The data set on which the analysis is based has the following columns:
- gender: a categorical variable with levels “M” for male and “F” for female
- age: integer variable
- mobil: categorical variable that represents the physical mobility with levels
- 1 = Full mobility
- 2 = Reduced mobility
- 3 = Restricted mobility in the house
- 4 = Null mobility
- orient: categorical variable that represents the orientation (interactions with the environment) with levels
- 1 = Full orientation
- 2 = Moderate disturbance of orientation
- 3 = Disorientation
- independ: categorical variable that represents the independence of ADL with levels
- 1 = Independent of help
- 2 = Dependent less than 24 hours per day
- 3 = Dependent at unpredictable time intervals for most of the needs
- minut_mob: numerical variable that represents the total number of minutes of help with movement per week
- need_comm: categorical variable with levels “Yes” for a person who needs extra communication sessions with an employee, and “No” otherwise
- minut_comm: numerical variable that represents the total number of minutes of communication per week
- tot_minut: numerical variable that represents the total number of minutes spent on a patient per week, \(tot\_minut = minut\_mob + minut\_comm\)

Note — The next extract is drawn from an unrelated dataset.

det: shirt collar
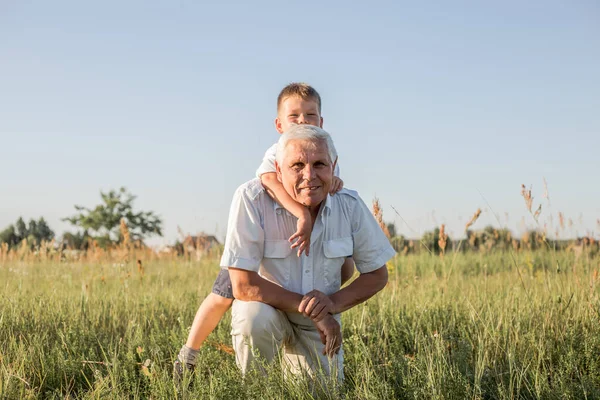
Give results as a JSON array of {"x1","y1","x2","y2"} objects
[{"x1": 273, "y1": 193, "x2": 331, "y2": 215}]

- cost: numerical variable that represents the total costs of having a patient in the nursing house per month.
Note: since tot_minut=minut_mob+minut_comm, you may not find any meaningful result using the 3 features. This is perfectly normal. Just use 2 features only among these 3 (arbitrary choice).
Logistic regression: the credit quality
The German Credit Quality Dataset consists of a set of attributes as good or bad credit risks. In order to find find a detailed description of the features, please refer to the original link to the dataset. The german.csv
file can also be found in /data/german.csv
whichis the mdified version of the original dataset to simplify the analysis, especially the data loading in R.

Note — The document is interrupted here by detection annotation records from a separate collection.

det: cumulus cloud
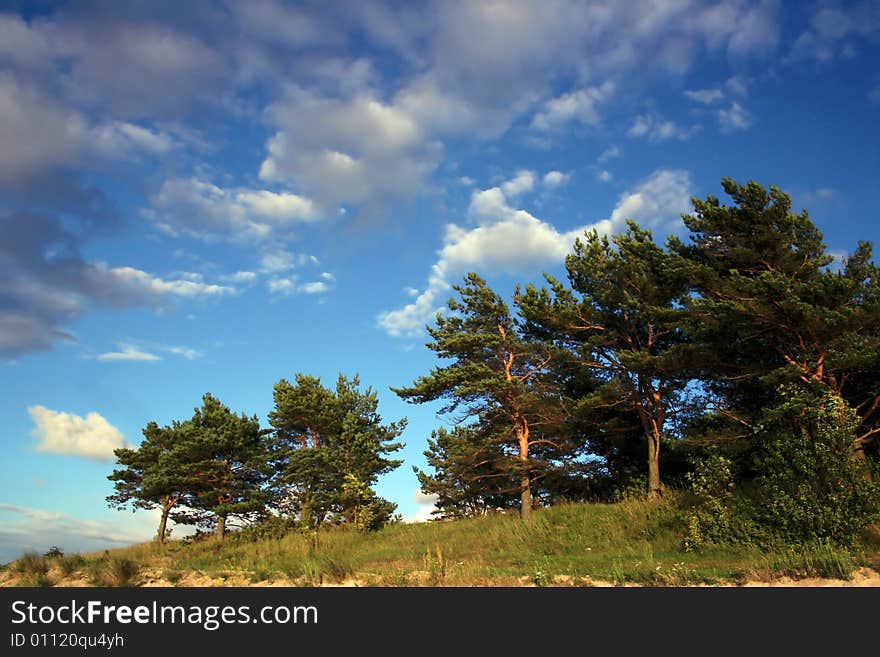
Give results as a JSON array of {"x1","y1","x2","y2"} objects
[
  {"x1": 501, "y1": 170, "x2": 535, "y2": 198},
  {"x1": 788, "y1": 0, "x2": 880, "y2": 63},
  {"x1": 377, "y1": 169, "x2": 691, "y2": 336},
  {"x1": 266, "y1": 271, "x2": 336, "y2": 295},
  {"x1": 544, "y1": 171, "x2": 571, "y2": 189},
  {"x1": 0, "y1": 503, "x2": 183, "y2": 563},
  {"x1": 95, "y1": 343, "x2": 162, "y2": 361},
  {"x1": 406, "y1": 490, "x2": 438, "y2": 522},
  {"x1": 27, "y1": 405, "x2": 125, "y2": 461},
  {"x1": 0, "y1": 72, "x2": 174, "y2": 184},
  {"x1": 163, "y1": 347, "x2": 203, "y2": 360},
  {"x1": 596, "y1": 144, "x2": 621, "y2": 164},
  {"x1": 684, "y1": 89, "x2": 724, "y2": 105},
  {"x1": 0, "y1": 213, "x2": 236, "y2": 357},
  {"x1": 146, "y1": 178, "x2": 320, "y2": 240},
  {"x1": 532, "y1": 81, "x2": 614, "y2": 130},
  {"x1": 260, "y1": 88, "x2": 441, "y2": 211}
]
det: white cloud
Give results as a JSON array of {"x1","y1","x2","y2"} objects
[
  {"x1": 219, "y1": 271, "x2": 257, "y2": 285},
  {"x1": 718, "y1": 102, "x2": 752, "y2": 133},
  {"x1": 163, "y1": 347, "x2": 204, "y2": 360},
  {"x1": 0, "y1": 504, "x2": 191, "y2": 563},
  {"x1": 406, "y1": 490, "x2": 438, "y2": 522},
  {"x1": 266, "y1": 272, "x2": 336, "y2": 296},
  {"x1": 0, "y1": 72, "x2": 180, "y2": 180},
  {"x1": 260, "y1": 87, "x2": 441, "y2": 212},
  {"x1": 596, "y1": 144, "x2": 621, "y2": 164},
  {"x1": 377, "y1": 169, "x2": 691, "y2": 336},
  {"x1": 532, "y1": 81, "x2": 614, "y2": 130},
  {"x1": 260, "y1": 247, "x2": 320, "y2": 274},
  {"x1": 684, "y1": 88, "x2": 724, "y2": 105},
  {"x1": 724, "y1": 75, "x2": 749, "y2": 96},
  {"x1": 27, "y1": 405, "x2": 125, "y2": 461},
  {"x1": 610, "y1": 169, "x2": 693, "y2": 230},
  {"x1": 89, "y1": 121, "x2": 174, "y2": 159},
  {"x1": 788, "y1": 0, "x2": 880, "y2": 63},
  {"x1": 544, "y1": 171, "x2": 571, "y2": 189},
  {"x1": 92, "y1": 262, "x2": 237, "y2": 299},
  {"x1": 95, "y1": 343, "x2": 162, "y2": 361},
  {"x1": 626, "y1": 114, "x2": 700, "y2": 142},
  {"x1": 147, "y1": 178, "x2": 320, "y2": 240},
  {"x1": 501, "y1": 169, "x2": 535, "y2": 198}
]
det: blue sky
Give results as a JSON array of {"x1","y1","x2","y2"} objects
[{"x1": 0, "y1": 0, "x2": 880, "y2": 561}]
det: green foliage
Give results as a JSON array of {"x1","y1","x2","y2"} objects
[
  {"x1": 770, "y1": 540, "x2": 856, "y2": 580},
  {"x1": 392, "y1": 272, "x2": 575, "y2": 518},
  {"x1": 57, "y1": 554, "x2": 86, "y2": 577},
  {"x1": 86, "y1": 554, "x2": 140, "y2": 588},
  {"x1": 107, "y1": 421, "x2": 199, "y2": 543},
  {"x1": 269, "y1": 374, "x2": 406, "y2": 531},
  {"x1": 517, "y1": 222, "x2": 689, "y2": 498},
  {"x1": 172, "y1": 393, "x2": 270, "y2": 536},
  {"x1": 15, "y1": 552, "x2": 49, "y2": 575},
  {"x1": 682, "y1": 449, "x2": 762, "y2": 552},
  {"x1": 755, "y1": 386, "x2": 880, "y2": 545},
  {"x1": 230, "y1": 515, "x2": 297, "y2": 542}
]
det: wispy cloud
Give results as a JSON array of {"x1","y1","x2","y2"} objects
[{"x1": 95, "y1": 344, "x2": 162, "y2": 362}]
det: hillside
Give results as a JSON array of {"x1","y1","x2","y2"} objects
[{"x1": 0, "y1": 498, "x2": 880, "y2": 586}]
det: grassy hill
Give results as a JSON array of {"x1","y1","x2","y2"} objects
[{"x1": 0, "y1": 497, "x2": 880, "y2": 586}]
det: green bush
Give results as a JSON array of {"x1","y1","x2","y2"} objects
[
  {"x1": 15, "y1": 552, "x2": 49, "y2": 575},
  {"x1": 227, "y1": 516, "x2": 296, "y2": 543},
  {"x1": 754, "y1": 387, "x2": 880, "y2": 546}
]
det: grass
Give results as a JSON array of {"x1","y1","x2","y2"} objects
[{"x1": 5, "y1": 494, "x2": 880, "y2": 586}]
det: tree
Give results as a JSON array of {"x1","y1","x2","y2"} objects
[
  {"x1": 755, "y1": 382, "x2": 880, "y2": 545},
  {"x1": 269, "y1": 374, "x2": 406, "y2": 529},
  {"x1": 670, "y1": 178, "x2": 880, "y2": 464},
  {"x1": 413, "y1": 422, "x2": 520, "y2": 518},
  {"x1": 392, "y1": 273, "x2": 562, "y2": 519},
  {"x1": 269, "y1": 374, "x2": 342, "y2": 527},
  {"x1": 517, "y1": 222, "x2": 687, "y2": 499},
  {"x1": 173, "y1": 393, "x2": 270, "y2": 540},
  {"x1": 107, "y1": 421, "x2": 193, "y2": 544}
]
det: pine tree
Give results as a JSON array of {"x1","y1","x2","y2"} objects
[
  {"x1": 173, "y1": 393, "x2": 270, "y2": 540},
  {"x1": 518, "y1": 222, "x2": 687, "y2": 499},
  {"x1": 670, "y1": 178, "x2": 880, "y2": 462},
  {"x1": 107, "y1": 421, "x2": 194, "y2": 544},
  {"x1": 392, "y1": 273, "x2": 552, "y2": 519},
  {"x1": 269, "y1": 374, "x2": 406, "y2": 529}
]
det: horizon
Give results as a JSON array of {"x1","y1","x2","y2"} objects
[{"x1": 0, "y1": 0, "x2": 880, "y2": 563}]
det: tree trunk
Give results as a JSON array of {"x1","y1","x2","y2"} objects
[
  {"x1": 648, "y1": 432, "x2": 662, "y2": 500},
  {"x1": 516, "y1": 420, "x2": 532, "y2": 520},
  {"x1": 852, "y1": 438, "x2": 874, "y2": 481},
  {"x1": 156, "y1": 507, "x2": 171, "y2": 545}
]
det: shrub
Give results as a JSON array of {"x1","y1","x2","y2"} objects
[
  {"x1": 755, "y1": 387, "x2": 880, "y2": 546},
  {"x1": 227, "y1": 516, "x2": 296, "y2": 543},
  {"x1": 87, "y1": 555, "x2": 140, "y2": 587},
  {"x1": 58, "y1": 554, "x2": 86, "y2": 577},
  {"x1": 15, "y1": 552, "x2": 49, "y2": 575}
]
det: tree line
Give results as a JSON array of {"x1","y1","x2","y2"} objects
[
  {"x1": 108, "y1": 178, "x2": 880, "y2": 547},
  {"x1": 394, "y1": 178, "x2": 880, "y2": 543},
  {"x1": 107, "y1": 374, "x2": 406, "y2": 543}
]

The aim here is to predict the credit quality from the other features. The outcome Quality is 0 for “bad” and 1 for “good”. Make an analysis of the data and develop the learner. You can follow these notable steps:
- Make a simple EDA of the features
- Split the data and train the model.
- Make variable selection and check out the result.
- Interpret the coefficients.
- Inspect the quality of the model by making the predictions (confusion table and boxplot of the predicted probabilities).
Note that the data are unbalanced again and that you may not find a very good predictor. This issue is quite difficult and will be addressed later.